How to Build a Locale‑Aware Word Counter Using Intl.Segmenter

4 March 2026 by

Suraj Barman

Intl.Segmenter provides a standard API for breaking strings into locale‑specific units such as graphemes, words, or sentences, allowing developers to write language‑agnostic text processing code.

Creating a Segmenter Instance

Instantiate the segmenter with a locale identifier and an options object that defines the desired granularity. This object determines how the input text will be partitioned.

Use new Intl.Segmenter(locale, {granularity: word}) for word‑level splitting.
Pass ja-JP for Japanese, hi for Hindi, etc.
The constructor throws a RangeError if the locale is unsupported.
Store the instance for reuse to avoid repeated construction overhead.

Granularity Options

The granularity field can be set to grapheme, word, or sentence. Choose the level that matches your use case.

grapheme: splits at user‑perceived characters, useful for character counters.
word: separates lexical items while flagging punctuation via isWordLike.
sentence: isolates complete sentences, handling language‑specific end marks.
Default granularity is grapheme when no option is supplied.

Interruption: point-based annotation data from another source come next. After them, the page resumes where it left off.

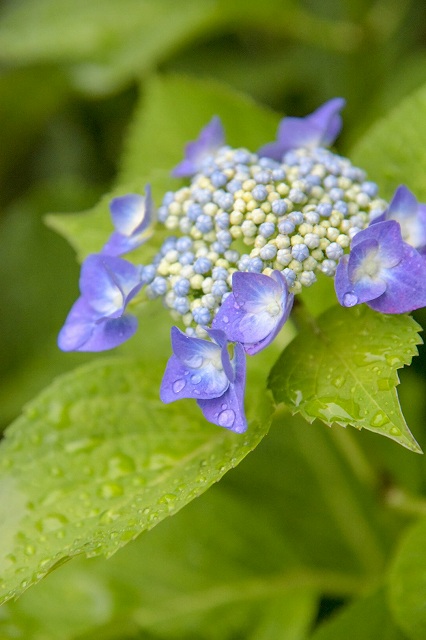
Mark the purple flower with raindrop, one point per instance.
(211, 138)
(318, 129)
(382, 270)
(204, 370)
(411, 215)
(255, 311)
(132, 216)
(97, 321)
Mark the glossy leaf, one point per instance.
(342, 368)
(96, 459)
(407, 582)
(368, 618)
(156, 141)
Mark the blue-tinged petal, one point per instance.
(132, 215)
(211, 138)
(410, 214)
(405, 285)
(109, 283)
(319, 128)
(195, 370)
(228, 410)
(85, 330)
(343, 286)
(180, 381)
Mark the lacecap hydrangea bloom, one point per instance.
(246, 233)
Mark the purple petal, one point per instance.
(388, 236)
(85, 330)
(211, 138)
(228, 410)
(180, 381)
(411, 215)
(194, 370)
(405, 285)
(320, 128)
(256, 310)
(132, 213)
(108, 283)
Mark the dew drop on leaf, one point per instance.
(379, 419)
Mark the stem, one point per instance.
(402, 501)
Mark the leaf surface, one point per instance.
(342, 368)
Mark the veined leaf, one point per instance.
(159, 132)
(342, 368)
(98, 458)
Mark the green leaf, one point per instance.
(98, 458)
(407, 582)
(211, 572)
(368, 618)
(393, 151)
(342, 368)
(156, 141)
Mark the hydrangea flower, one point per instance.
(382, 270)
(97, 321)
(318, 129)
(411, 215)
(255, 311)
(211, 138)
(132, 215)
(204, 370)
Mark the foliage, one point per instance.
(100, 98)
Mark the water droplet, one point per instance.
(110, 490)
(178, 385)
(393, 360)
(226, 418)
(350, 300)
(379, 419)
(51, 522)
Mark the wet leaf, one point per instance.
(97, 459)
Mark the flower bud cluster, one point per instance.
(245, 213)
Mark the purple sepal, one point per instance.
(96, 321)
(256, 310)
(382, 270)
(228, 410)
(194, 370)
(84, 330)
(318, 129)
(210, 139)
(411, 215)
(132, 214)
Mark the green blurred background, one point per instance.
(71, 72)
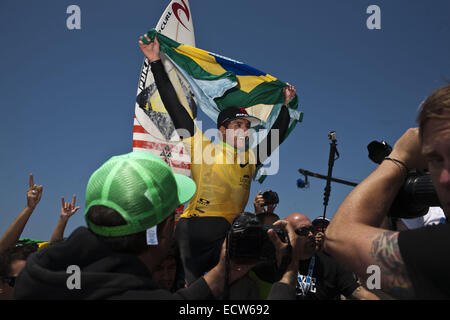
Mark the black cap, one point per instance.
(232, 113)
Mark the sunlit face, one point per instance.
(436, 149)
(236, 134)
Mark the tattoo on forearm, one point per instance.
(387, 256)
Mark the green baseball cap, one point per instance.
(141, 187)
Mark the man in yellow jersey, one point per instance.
(222, 172)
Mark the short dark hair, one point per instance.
(104, 216)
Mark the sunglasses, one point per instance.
(304, 231)
(9, 280)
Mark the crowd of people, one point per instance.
(132, 247)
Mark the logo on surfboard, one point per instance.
(176, 7)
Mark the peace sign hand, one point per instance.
(68, 209)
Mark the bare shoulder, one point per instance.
(386, 254)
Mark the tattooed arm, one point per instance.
(386, 255)
(354, 237)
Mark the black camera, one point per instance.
(417, 194)
(270, 197)
(248, 239)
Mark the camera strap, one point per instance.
(305, 287)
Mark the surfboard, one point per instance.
(153, 130)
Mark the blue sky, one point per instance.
(67, 96)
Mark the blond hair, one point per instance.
(436, 106)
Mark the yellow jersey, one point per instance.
(223, 177)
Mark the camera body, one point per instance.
(270, 197)
(248, 238)
(417, 194)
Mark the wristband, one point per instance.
(399, 162)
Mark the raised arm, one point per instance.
(12, 234)
(180, 117)
(67, 210)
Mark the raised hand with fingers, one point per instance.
(34, 193)
(151, 50)
(258, 203)
(68, 209)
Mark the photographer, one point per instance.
(319, 276)
(411, 262)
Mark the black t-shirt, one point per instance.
(329, 279)
(426, 254)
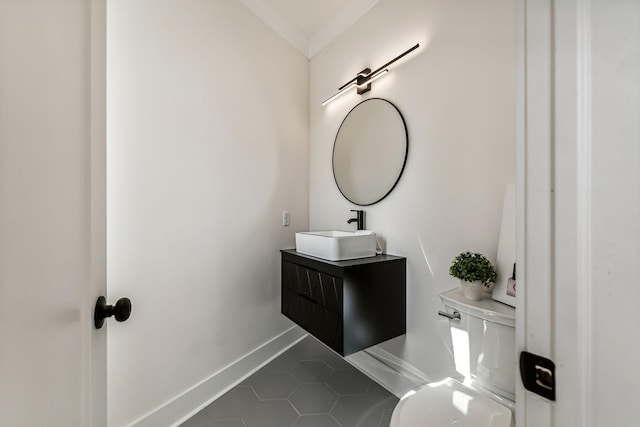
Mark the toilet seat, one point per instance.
(449, 403)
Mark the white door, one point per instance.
(579, 208)
(52, 212)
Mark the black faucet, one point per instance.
(359, 219)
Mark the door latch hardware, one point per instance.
(538, 375)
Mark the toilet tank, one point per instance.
(483, 341)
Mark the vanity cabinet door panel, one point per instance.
(348, 305)
(331, 331)
(332, 292)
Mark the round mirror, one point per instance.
(370, 151)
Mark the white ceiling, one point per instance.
(309, 25)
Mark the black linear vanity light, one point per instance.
(365, 77)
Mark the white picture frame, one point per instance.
(506, 256)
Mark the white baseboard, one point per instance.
(191, 401)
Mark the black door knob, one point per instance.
(121, 311)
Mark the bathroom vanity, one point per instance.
(348, 305)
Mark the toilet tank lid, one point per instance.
(486, 309)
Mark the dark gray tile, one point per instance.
(251, 380)
(275, 385)
(228, 423)
(270, 413)
(349, 381)
(315, 398)
(233, 404)
(324, 420)
(307, 386)
(357, 411)
(311, 371)
(282, 363)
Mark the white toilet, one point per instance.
(483, 337)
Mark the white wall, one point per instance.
(207, 144)
(457, 95)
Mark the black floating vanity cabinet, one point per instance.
(348, 305)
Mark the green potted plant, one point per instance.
(476, 274)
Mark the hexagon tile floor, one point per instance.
(306, 386)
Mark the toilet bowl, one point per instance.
(483, 338)
(449, 402)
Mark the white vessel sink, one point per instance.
(337, 245)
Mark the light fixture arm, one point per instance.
(363, 80)
(373, 74)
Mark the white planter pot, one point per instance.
(473, 291)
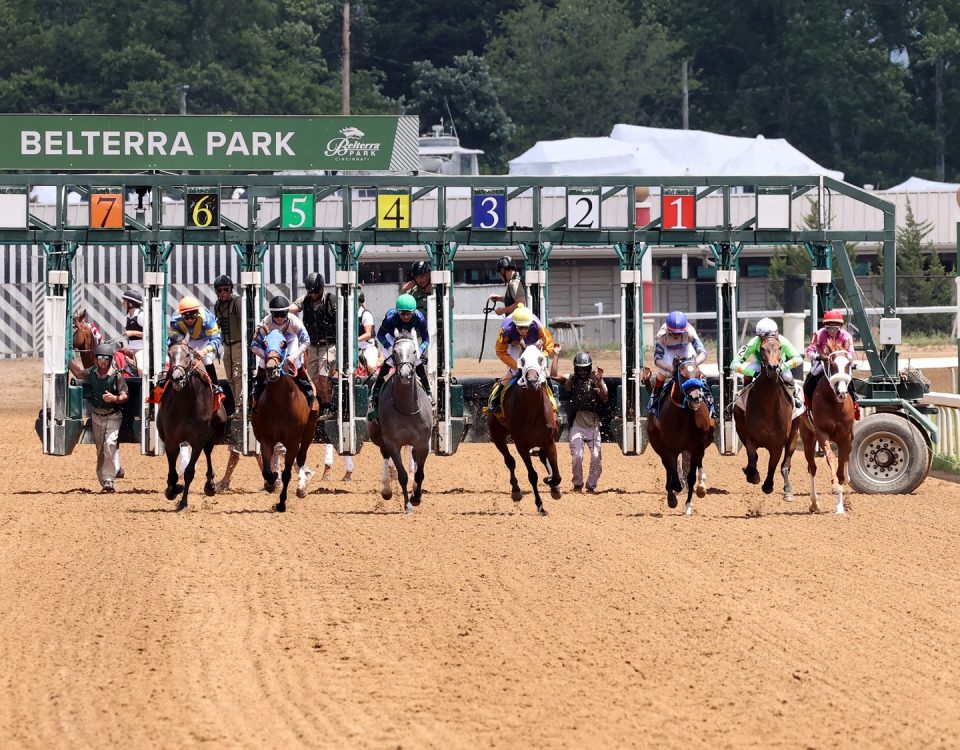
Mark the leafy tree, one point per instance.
(574, 68)
(467, 93)
(922, 281)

Filtering Word‑Like Segments

After segmentation, filter out non‑word tokens by checking the isWordLike boolean. This yields a clean array of lexical items.

Convert the iterator to an array with Array.from(segmenter.segment(text)).
Apply .filter(item => item.isWordLike) to drop punctuation.
Map the remaining objects to item.segment to extract plain strings.
The resulting array can be counted with .length for an accurate word total.

Checking Locale Support

Before deploying, verify that the target browsers support the required locales using Intl.Segmenter.supportedLocalesOf. This prevents silent fallbacks.

Provide an array of locale strings to the method.
The return value contains only the locales that are guaranteed to work.
If the array is empty, consider a polyfill or an alternative approach.
Combine this check with feature detection for broader compatibility.

Practical Example: Interactive Word Counter

The following snippet attaches a mouseup listener to a paragraph, runs a Japanese word segmenter on the selected text, and displays the count in a <pre> element.

Retrieve the selection with window.getSelection().
Pass selection.toString() into a Intl.Segmenter(ja-JP, {granularity: word}) instance.
Filter with .filter(item => item.isWordLike) and map to item.segment.
Update the UI by setting preElement.textContent = words.length.
For large‑scale apps, see our guide on real‑time orchestration for patterns that also apply to text pipelines.

By following these steps, developers can replace fragile regular‑expression hacks with a reliable, locale‑aware solution that works across modern browsers.